Mugo Web main content.

Re-building a corrupt eZ Publish cluster table

By: Peter Keung | July 4, 2013 | eZ Publish development tips

We were called to investigate a clustered eZ Publish 4.5 (with eZ DFS) site where most of the images were suddenly missing. As we discovered, due to an erroneous MySQL command, the "ezdfsfile" table had been truncated. It was near the end of the day, and there were no viable database backups since the previous night. We either had to somehow rebuild the "ezdfsfile" table or ask many editors across different departments to re-do all their work from that day. It was a rather panicked situation.

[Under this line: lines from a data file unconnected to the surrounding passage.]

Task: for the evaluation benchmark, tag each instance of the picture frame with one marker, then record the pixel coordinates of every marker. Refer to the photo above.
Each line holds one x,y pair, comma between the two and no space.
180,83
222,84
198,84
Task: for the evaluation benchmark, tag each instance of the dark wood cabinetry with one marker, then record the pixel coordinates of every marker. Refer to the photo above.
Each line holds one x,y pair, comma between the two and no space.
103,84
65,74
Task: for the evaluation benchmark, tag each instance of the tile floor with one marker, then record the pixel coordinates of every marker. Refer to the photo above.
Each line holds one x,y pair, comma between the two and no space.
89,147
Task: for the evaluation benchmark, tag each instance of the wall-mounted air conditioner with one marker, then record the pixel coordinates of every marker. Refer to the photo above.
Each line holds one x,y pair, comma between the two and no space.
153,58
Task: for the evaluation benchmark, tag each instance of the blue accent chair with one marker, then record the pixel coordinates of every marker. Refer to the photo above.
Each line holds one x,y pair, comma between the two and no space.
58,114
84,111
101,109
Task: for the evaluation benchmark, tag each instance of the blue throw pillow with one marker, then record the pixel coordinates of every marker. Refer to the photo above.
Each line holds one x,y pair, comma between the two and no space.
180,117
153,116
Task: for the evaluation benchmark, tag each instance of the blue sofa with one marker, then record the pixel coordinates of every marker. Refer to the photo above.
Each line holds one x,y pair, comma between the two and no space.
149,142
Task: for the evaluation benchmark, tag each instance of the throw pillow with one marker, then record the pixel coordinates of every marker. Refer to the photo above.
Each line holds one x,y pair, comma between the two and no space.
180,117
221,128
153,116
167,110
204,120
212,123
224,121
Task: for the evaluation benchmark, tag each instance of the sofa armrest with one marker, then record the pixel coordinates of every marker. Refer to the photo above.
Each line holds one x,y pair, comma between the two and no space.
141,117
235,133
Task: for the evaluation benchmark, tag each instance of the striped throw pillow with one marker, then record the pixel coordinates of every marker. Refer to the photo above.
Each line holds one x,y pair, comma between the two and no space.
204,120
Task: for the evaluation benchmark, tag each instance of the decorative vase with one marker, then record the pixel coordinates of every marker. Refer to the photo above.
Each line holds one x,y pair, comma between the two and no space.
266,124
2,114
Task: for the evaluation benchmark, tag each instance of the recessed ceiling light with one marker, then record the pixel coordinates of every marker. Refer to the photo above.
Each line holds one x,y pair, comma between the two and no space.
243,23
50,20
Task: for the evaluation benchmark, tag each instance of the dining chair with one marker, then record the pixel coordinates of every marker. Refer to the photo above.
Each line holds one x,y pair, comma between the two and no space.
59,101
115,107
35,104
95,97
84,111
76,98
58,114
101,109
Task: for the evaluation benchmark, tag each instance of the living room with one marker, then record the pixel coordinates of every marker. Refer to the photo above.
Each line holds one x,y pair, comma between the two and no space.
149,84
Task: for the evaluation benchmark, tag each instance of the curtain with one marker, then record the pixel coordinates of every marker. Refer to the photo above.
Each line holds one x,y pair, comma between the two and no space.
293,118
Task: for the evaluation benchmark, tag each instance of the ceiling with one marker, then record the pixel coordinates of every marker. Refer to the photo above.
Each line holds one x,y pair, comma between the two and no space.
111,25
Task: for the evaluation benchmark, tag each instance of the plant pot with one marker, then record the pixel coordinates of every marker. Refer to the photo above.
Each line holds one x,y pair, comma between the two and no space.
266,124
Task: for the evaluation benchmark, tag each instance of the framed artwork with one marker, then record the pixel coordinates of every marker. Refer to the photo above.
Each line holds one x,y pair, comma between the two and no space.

Thankfully, the binary file references in the "ezdfsfile" table are still available in the standard eZ Publish tables "ezbinaryfile", "ezmedia", and "ezimagefile". Therefore, we were able to make a quick hack on the existing bin/php/clusterize.php script (used to do an original setup of eZ DFS) to create a clusterize_restore.php script that rebuilds the "ezdfsfile" table. It came in handy the following day as well since the same bad MySQL command was run again, causing more panic!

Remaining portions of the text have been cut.